Pembrolizumab represents a new standard initial treatment to offer patients with advanced/metastatic non–small-cell lung cancer (NSCLC) and programmed death ligand 1 (PD-L1)-expression of 1% or more, results of the large, randomized phase III KEYNOTE-042 trial suggest. The findings were discussed in a plenary session (abstract LBA4) during the 2018 American Society of Clinical Oncology (ASCO) Annual Meeting, held June 1–5 in Chicago.

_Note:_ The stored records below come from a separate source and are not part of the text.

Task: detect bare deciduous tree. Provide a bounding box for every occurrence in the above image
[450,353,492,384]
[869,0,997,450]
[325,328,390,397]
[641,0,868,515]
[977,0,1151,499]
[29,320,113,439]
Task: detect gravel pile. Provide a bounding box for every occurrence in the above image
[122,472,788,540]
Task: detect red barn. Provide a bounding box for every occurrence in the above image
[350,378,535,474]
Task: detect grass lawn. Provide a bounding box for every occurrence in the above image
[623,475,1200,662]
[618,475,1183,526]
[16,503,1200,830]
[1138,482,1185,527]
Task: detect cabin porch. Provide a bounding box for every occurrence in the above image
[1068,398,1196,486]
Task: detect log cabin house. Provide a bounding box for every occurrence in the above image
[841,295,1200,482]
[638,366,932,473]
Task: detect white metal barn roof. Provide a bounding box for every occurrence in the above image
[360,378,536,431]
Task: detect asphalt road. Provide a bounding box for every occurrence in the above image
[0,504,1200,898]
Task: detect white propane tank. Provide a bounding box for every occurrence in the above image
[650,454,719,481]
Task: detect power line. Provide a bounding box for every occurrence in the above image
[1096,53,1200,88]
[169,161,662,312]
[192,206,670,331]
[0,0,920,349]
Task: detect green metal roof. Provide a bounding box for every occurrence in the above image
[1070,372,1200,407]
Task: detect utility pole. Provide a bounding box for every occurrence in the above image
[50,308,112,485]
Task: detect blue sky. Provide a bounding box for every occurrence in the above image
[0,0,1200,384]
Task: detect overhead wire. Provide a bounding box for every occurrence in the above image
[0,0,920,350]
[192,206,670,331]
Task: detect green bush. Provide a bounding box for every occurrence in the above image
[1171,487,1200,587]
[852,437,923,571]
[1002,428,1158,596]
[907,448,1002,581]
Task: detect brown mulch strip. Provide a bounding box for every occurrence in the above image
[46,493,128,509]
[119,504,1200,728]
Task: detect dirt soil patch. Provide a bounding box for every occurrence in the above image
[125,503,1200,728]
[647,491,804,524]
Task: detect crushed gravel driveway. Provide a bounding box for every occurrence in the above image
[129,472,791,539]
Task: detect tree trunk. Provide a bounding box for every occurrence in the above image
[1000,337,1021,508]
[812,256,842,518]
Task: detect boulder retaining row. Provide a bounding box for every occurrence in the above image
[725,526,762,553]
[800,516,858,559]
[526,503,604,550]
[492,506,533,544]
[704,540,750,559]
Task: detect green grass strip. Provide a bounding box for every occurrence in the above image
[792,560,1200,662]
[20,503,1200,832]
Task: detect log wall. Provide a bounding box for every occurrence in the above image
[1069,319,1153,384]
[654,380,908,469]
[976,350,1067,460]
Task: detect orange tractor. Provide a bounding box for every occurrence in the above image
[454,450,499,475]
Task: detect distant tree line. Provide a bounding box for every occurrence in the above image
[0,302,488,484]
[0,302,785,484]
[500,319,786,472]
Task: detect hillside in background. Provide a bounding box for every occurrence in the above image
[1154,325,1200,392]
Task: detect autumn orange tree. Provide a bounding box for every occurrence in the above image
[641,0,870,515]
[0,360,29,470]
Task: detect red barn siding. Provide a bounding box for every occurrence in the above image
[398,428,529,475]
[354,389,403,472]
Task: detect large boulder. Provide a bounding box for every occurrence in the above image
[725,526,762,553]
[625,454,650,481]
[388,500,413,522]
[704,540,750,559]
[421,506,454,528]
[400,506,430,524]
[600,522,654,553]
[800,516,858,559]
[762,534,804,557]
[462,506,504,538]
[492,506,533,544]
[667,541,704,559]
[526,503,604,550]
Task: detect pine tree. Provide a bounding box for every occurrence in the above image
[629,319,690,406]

Presented by Gilberto Lopes, MD, MBA, from Sylvester Comprehensive Cancer Center, University of Miami Health System, Miami, Florida, the study results showed patients with PD-L1 expression of 1% or more who were first treated with pembrolizumab immunotherapy lived a median of 4 to 8 months longer than those treated with chemotherapy. In addition, severe side effects occurred in fewer patients receiving pembrolizumab (18%), compared with those treated with chemotherapy (41).
“A large number of patients with lung cancer now have a new treatment option with better efficacy and fewer side effects than standard chemotherapy,” Dr. Lopes said.
Based on findings from a previous, smaller clinical trial (KEYNOTE-024), the US Food and Drug Administration had already approved pembrolizumab for initial treatment of NSCLC with high PD-L1 expression (score of at least 50%), as a stand-alone treatment and in combination with chemotherapy.
In the current study, researchers randomly assigned 1,274 patients with locally advanced or metastatic NSCLC to receive pembrolizumab or one of two standard-of-care therapies: carboplatin plus either paclitaxel or pemetrexed. Both squamous and nonsquamous cancers were included in the trial. However, patients were excluded if they could be treated with EGFR (epidermal growth factor receptor) inhibitors and ALK inhibitors.
The researchers evaluated responses in three patient groups: patients with at least 50% PD-L1 expression (n = 599), those with at least 20% PD-L1 expression (n = 818), and those with at least 1% PD-L1 expression (N = 1,274). Equal numbers of patients in each PD-L1 expression group received pembrolizumab and chemotherapy. The median follow-up time was 12.8 months. Compared with patients receiving standard chemotherapy, patients who received pembrolizumab had a longer median overall survival (OS), regardless of PD-L1 expression in the tumor.
The study showed that the benefit of pembrolizumab was greater when the level of PD-L1 expression was higher. For patients with PD-L1 expression of 50% or more, the OS was 20 months with pembrolizumab vs 12.2 months with chemotherapy. For patients with PD-L1 expression of 20% or more, the OS was 17.7 months with pembrolizumab vs 13 months with chemotherapy. For patients with PD-L1 expression of 1% or more, the OS was 16.7 months with pembrolizumab vs 12.1 months with chemotherapy.
At this time, it is not yet clear whether pembrolizumab combined with chemotherapy is better than pembrolizumab alone in patients who express PD-L1. Ongoing research is exploring the adjuvant use of pembrolizumab and combinations of immunotherapy with bevacizumab-containing combination regimens as part of initial therapy for NSCLC.
ASCO Expert John Heymach, MD, PhD, Chair of Thoracic/Head and Neck Medical Oncology at The University of Texas MD Anderson Cancer Center, Houston, said it appears that immunotherapy with pembrolizumab alone benefits a much larger number of patients than had been previously thought. “This is yet another promising result with immunotherapy in lung cancer that brings new momentum to the treatment of this notoriously difficult disease,” Dr. Heymach said.